The rise of RoldilarEdit

Formerly, the land had been held by the orc nation of Vastar, but it fell into civil war in the Year of Writhing Darkness, 572 DR.[2][1]

Meanwhile, underground, dwarves from the north and east expanded their mines into the mountains of Vastar. After initial clashes with the orcs in their tunnels, the dwarves decided to let no orc who'd seen a dwarf remain alive, to prevent any word reaching orcish chieftains of their nature of their enemy. The dwarves were subtly aided by the downtrodden goblin and kobold slaves of the orcs: the dwarves left them alone, and so they never told the orcs about the dwarves they saw, nor helped them in battle. The unexplained deaths of large numbers of orcs in the mountains were blamed on the civil war.[1]
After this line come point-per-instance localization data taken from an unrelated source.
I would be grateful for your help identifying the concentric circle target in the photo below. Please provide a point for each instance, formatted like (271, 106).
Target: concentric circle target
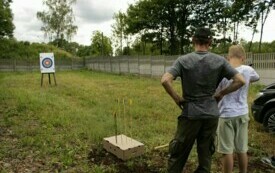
(47, 63)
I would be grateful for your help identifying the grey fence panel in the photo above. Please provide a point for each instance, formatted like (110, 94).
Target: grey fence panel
(155, 66)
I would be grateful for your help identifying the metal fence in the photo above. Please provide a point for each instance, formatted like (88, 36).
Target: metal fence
(34, 65)
(153, 66)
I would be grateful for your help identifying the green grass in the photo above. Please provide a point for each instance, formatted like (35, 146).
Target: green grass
(53, 128)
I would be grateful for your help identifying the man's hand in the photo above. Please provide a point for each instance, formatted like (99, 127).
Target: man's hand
(181, 104)
(166, 82)
(218, 97)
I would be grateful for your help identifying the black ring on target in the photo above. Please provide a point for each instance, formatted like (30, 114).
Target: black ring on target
(47, 63)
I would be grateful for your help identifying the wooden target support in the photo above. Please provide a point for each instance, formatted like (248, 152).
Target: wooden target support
(49, 75)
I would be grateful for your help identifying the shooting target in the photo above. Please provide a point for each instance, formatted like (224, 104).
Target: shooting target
(47, 63)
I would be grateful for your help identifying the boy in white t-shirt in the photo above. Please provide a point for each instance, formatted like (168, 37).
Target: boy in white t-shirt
(233, 123)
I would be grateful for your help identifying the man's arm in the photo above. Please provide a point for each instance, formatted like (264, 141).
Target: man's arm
(238, 82)
(166, 81)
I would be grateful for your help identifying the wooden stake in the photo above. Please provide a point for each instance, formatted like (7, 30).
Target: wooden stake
(115, 125)
(161, 146)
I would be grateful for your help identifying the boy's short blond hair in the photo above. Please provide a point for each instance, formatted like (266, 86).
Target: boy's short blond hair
(236, 51)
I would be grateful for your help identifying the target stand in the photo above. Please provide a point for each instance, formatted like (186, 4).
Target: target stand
(47, 66)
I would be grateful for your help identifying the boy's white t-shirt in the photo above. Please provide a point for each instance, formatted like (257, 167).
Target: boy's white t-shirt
(235, 103)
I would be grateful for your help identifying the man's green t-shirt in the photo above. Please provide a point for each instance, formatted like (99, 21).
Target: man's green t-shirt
(200, 74)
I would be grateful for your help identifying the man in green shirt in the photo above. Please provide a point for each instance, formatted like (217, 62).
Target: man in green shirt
(200, 71)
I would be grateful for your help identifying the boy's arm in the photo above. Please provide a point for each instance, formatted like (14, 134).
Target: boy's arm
(254, 76)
Even as the civil war ended, the dwarves continued to encroach from the west, spreading underground and applying increasing pressure on the orcs.[3] Working with humans and elves, the dwarves secretly developed a steel toxic to orcs, and succeeded with the metal they called "orcslayer".[1] Lord Tuir Stonebeard requested over a thousand orcslayer weapons and, working hard over several years, Master Smith Fyrfar Smokebeard forged them and High Old One Turbaern, aided by the human mage Beldossan and the elven sorceress Aleratha Ilnatar, enchanted them. Among these was the short sword Sarghathuld, forged in the Year of the Many Serpents, 605 DR and given to the dwarven warrior Ulnorn.[4]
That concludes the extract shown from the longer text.